Quick Question:
Let $B$ be some finitely generated $A$-algebra (say A is a domain). Suppose I localize:
If I have some elements in $S^{-1}B$ which are algebraically independent over $S^{-1}A$, can I pull them back to algebraically independent elements (over A) in $B$?

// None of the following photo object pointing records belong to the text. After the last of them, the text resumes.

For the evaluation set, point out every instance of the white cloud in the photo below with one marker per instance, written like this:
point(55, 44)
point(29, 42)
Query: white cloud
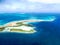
point(30, 6)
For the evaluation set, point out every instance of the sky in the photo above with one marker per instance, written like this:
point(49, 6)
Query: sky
point(26, 6)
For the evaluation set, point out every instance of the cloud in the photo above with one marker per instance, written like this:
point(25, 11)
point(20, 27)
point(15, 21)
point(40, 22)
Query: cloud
point(30, 6)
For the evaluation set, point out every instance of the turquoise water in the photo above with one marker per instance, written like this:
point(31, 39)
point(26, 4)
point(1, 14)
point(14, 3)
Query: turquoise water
point(48, 32)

For example, say I have $\frac{b_1}{s_1},...,\frac{b_n}{s_n}$ which are algebraically independent in $S^{-1}B$. Then any nonzero $f(x_1,...,x_n)\in S^{-1}A[x_1,...,x_n]$ has that $f(\frac{b_1}{s_1},...,\frac{b_n}{s_n})\neq 0$. Any polynomial in $A[x_1,...,x_n]$ is a polynomial in $S^{-1}A[x_1,...,x_n]$, but is it necessarily true that $f(b_1,...,b_n)\neq 0$?
I'm starting to think it might not be true, but if not, is there a way I get algebraically independent elements of B over A?

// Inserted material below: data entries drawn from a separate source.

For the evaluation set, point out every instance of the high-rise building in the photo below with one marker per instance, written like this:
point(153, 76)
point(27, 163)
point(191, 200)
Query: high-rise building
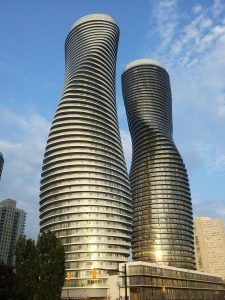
point(1, 163)
point(162, 209)
point(210, 245)
point(12, 223)
point(85, 193)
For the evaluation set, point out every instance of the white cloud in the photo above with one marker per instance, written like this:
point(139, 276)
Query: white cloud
point(194, 57)
point(22, 144)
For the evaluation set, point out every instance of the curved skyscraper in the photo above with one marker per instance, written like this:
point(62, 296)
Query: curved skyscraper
point(85, 193)
point(163, 222)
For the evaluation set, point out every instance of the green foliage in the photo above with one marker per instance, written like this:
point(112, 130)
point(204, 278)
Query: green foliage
point(27, 269)
point(7, 281)
point(52, 271)
point(39, 268)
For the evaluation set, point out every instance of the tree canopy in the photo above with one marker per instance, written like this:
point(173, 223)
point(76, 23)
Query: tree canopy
point(40, 270)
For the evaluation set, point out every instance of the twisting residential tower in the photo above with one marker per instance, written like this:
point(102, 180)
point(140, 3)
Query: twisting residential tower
point(163, 223)
point(85, 193)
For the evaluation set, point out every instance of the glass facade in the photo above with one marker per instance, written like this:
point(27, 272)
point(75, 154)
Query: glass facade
point(162, 209)
point(150, 281)
point(85, 195)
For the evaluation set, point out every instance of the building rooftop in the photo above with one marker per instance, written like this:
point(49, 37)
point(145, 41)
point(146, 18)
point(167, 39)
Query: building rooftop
point(93, 17)
point(143, 61)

Edit: What if $S^{-1}A=K$ is the field of fractions of $A$? I don't know if that makes a difference.
I think I have it:
Suppose $\frac{b_1}{s_1},...,\frac{b_n}{s_n}\in S^{-1}B$ are algebraically independent over $S^{-1}A$.
Now as a matter of notation, let $I=(i_1,...,i_n)$, $|I|=\sum_{j=1}^n i_j$ and denote $x_1^{i_1}...x_n^{i_n}$ by $x^I$. Take any polynomial $f(x_1,...,x_n) = \sum_{|I|\leq m}a_Ix_I\in S^{-1}A[x_1,...,x_n]$.
If $f(b_1,...,b_n)=0$, then by replacing $b_i$ with $s_i\frac{b_i}{s_i}$, we obtain an algebraic relation $\tilde{f}(\frac{b_1}{s_1},...,\frac{b_n}{s_n})=0$ where the coefficients of $\tilde{f}$ are $s^Ia_I$. Then by the algebraic independence of the $\frac{b_i}{s_i}$ over $S^{-1}A$, we have all the coefficients $s^Ia_I$ of $\tilde{f}$ are zero.
Now it turned out to be important that $A$ is an integral domain and $S$ contains nonzero elements of $A$ so that $s^I\neq 0$ and $s^Ia_I=0\implies a_I=0\implies f=0$ in $S^{-1}A[x_1,...,x_n]$. Therefore, $b_1,...,b_n$ are algebraically independent over $S^{-1}A$, and hence over $A$.